Schulung der visuellen Wahrnehmung

Beim Erlernen einer Gebärdensprache kommt es ganz wesentlich darauf an, die Kriterien zu erfassen, die die Bedeutung des Gebärdensymbols festlegen. Das genügt allerdings noch nicht, weil häufig kontextbegleitende Hinweise zu beachten sind, die von entscheidender Bedeutung sein können. Für den Lernenden ist es nun eine schwierige Aufgabe zu entscheiden, ob die wahrnehmbaren Unterschiede zwischen zwei Gebärdendarstellungen Bedeutungsunterschiede begründen oder eher im Rahmen einer bestimmten Ausführungstoleranz unbeabsichtigte individuelle Abweichungen darstellen. Beim Transkribieren oder verfassen von GebärdenSchrifttexten muss der Verfasser bei jedem Symbol eine Vielzahl von Entscheidungen treffen . Diese getroffenen Entscheidungen finden dann in der Festlegung der Schreibweise für bestimmte Gebärdenausführungen ihren Niederschlag.

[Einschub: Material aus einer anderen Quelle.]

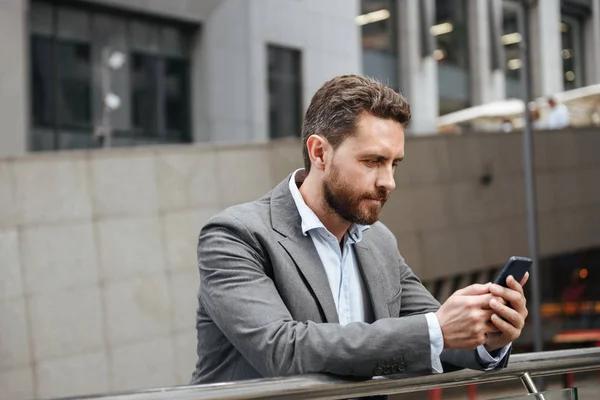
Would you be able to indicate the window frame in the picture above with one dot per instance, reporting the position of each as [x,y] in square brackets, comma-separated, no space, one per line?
[131,135]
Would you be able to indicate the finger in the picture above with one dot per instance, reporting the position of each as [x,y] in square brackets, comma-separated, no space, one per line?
[509,294]
[483,301]
[473,290]
[491,328]
[513,284]
[524,279]
[480,301]
[508,314]
[505,327]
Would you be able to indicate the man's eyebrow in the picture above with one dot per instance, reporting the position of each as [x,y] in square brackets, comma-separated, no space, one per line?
[379,157]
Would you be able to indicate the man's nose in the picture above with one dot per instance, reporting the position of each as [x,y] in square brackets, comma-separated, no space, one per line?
[386,179]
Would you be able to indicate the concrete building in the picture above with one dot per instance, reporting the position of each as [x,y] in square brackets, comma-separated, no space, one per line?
[445,55]
[244,71]
[196,71]
[98,274]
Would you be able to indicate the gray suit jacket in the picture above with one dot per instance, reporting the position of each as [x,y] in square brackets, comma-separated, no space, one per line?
[266,309]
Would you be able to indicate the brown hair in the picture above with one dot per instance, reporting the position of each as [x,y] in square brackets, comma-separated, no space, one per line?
[336,106]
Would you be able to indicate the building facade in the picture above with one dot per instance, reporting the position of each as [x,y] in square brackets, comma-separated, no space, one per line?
[195,71]
[244,71]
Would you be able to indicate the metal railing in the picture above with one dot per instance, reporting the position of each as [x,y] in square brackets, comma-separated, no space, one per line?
[520,366]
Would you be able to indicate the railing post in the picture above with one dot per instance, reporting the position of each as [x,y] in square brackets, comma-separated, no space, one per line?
[530,385]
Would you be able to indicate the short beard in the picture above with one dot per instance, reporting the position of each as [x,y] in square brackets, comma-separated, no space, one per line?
[340,198]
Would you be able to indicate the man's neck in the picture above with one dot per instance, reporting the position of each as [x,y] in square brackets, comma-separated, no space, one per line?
[312,193]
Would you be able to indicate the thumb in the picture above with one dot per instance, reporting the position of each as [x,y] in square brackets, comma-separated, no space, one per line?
[474,290]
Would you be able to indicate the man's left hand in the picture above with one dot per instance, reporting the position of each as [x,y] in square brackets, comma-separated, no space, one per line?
[508,320]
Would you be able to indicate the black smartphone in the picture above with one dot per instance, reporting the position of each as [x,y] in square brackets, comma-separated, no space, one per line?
[517,267]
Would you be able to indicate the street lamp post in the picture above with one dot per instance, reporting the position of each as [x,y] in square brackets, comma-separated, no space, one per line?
[111,62]
[530,188]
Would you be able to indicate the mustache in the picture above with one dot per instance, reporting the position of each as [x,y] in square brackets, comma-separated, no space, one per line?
[381,195]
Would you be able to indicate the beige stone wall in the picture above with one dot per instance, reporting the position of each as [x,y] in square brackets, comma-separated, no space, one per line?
[97,249]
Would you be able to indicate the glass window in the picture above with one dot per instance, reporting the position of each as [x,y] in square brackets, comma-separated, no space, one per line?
[176,82]
[73,88]
[452,54]
[511,41]
[42,81]
[144,94]
[285,92]
[572,51]
[379,40]
[70,78]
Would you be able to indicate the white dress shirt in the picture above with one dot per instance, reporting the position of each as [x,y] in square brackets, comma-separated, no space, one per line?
[349,292]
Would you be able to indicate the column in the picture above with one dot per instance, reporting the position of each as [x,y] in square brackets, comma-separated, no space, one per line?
[546,48]
[592,44]
[418,73]
[14,99]
[487,73]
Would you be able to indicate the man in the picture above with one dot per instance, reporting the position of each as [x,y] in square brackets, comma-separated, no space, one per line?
[558,115]
[306,280]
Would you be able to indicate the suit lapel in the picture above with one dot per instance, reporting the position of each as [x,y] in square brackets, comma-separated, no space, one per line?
[304,254]
[286,220]
[370,264]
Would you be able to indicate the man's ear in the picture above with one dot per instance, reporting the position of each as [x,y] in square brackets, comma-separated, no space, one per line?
[318,147]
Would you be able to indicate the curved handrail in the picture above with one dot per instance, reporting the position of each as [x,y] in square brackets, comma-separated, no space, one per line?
[317,386]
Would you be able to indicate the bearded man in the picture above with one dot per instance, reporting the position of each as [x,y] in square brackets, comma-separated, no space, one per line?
[306,280]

Der kompetente Leser erfasst bei der Analyse eine Vielzahl der erfassten Parameter auf einen Blick. Darin liegt der große Vorteil der GebärdenSchrift. Ein zügiges Lesen von GebärdenSchrifttexten bietet ein außerordentlich interessantes Erlebnis. Vor dem geistigen Auge entstehen Vorstellungen darüber, wie der Inhalt in Gebärdensprache vorgetragen wird. Nicht selten finde ich so einen ganz anderen Zugang zu Inhalten, die mir zuvor schon vertraut waren.

 

Wenn es im Gebärdenkurs darum geht, die visuelle Wahrnehmung zu schulen, handelt es sich vielfach um Entscheidungsaufgaben: eine bestimmte Gebärde oder eine Gebärdenabfolge wird nacheinander wiederholt dargeboten. Aufgabe des Lernenden ist es nun zu entscheiden, ob eine unterschiedliche Gebärdenausführung demonstriert worden ist oder ob eine identische Ausführung versucht wurde.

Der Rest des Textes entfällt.